- Born: September 5, 1916 Rasiari Village, Darbhanga district, Mithila region, Bihar
- Died: January 22, 2000
- Other names: Lakhan Jha
- Citizenship: Indian
- Education: SOAS, University of London (PhD)
- Occupations: Freedom fighter, educator, intellect, and author
- Movement: India Freedom Movement and Mithila State Movement

= Laxman Jha =

Indian freedom fighter and scholar

Dr. Laksman Jha (Maithili: डा. लक्ष्मण झा) was a distinguished freedom fighter from the Mithila region who actively participated in India’s independence movement. He later emerged as a pioneering activist in the campaign for a separate Mithila state.
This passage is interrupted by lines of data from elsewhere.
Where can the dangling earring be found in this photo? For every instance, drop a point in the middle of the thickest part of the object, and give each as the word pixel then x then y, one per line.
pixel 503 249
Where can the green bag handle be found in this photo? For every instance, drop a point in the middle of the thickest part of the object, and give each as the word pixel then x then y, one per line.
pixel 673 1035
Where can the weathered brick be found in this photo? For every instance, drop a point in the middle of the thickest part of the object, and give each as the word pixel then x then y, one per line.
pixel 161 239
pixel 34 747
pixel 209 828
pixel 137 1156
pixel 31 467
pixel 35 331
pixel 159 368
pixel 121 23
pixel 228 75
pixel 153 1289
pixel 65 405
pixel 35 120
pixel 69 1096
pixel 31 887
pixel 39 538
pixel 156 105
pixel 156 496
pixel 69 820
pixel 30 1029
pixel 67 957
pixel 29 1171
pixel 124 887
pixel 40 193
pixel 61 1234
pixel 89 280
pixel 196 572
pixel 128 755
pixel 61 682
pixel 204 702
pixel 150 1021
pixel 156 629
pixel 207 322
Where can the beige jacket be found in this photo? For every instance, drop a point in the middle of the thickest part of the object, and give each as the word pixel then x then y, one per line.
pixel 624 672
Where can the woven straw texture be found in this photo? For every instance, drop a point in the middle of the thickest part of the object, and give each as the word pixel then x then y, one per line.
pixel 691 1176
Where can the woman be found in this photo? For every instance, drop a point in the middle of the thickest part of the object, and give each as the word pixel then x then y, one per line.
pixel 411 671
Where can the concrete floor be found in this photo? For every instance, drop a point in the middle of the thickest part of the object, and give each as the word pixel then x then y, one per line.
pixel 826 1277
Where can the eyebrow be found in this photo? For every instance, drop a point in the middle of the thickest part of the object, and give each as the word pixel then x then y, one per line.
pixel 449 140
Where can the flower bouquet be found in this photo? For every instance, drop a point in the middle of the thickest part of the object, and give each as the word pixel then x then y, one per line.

== Personal life and education ==
Dr. Laksman Jha was born on 5 September 1916 at Rasiari village of Darbhanga district in the Mithila region of Bihar. He was born in a Maithil Brahmin family. His father name was Kari Jha and mother was Kirti Devi.

He completed his primary education in his own village. Later he was admitted in Madhepur High School. His passed his secondary school examination in 1937 AD with first class. He was admitted in T N J college at Bhagalpur for intermediate courses. In 1939, he passed intermediate examination. In 1941, he completed graduation education in Sanskrit honours from Patna College. He was awarded gold medal for his outstanding performance in the result of the examination. Later Dr. Laksman Jha pursued his doctoral studies at the School of Oriental and African Studies, University of London, where he earned a PhD for his thesis on Mithilā and Magadha (700–1100 A.D.).

== Indian Freedom Movement ==
Dr. Laksman Jha started taking part in the freedom movement of India from age 11. Similarly he demonstrated against the Simon Commission and participated in the Civil Disobedience Movement during 1930–31 at the age of 15. In 1942, when Rajendra Prasad was arrested by British India government, Laksman Jha was made the General Secretary of the Bihar State Movement Committee to lead the August Revolution. Under his leadership, after the incident of hoisting the flag on the Secretariat and the death of seven students in police firing, the whole of Bihar jumped into the August Revolution. He joined Bharat Chhodo movement for the freedom of India from the British rule.

== Mithila State Movement ==
In 1952, Laksman Jha gave a new form to the Mithila-Maithili movement. He started a big movement for a separate Mithila state in India. Later he devoted and started working for Mithila-Maithili movement only. During the reorganization of states, he started a movement for a separate Mithila state.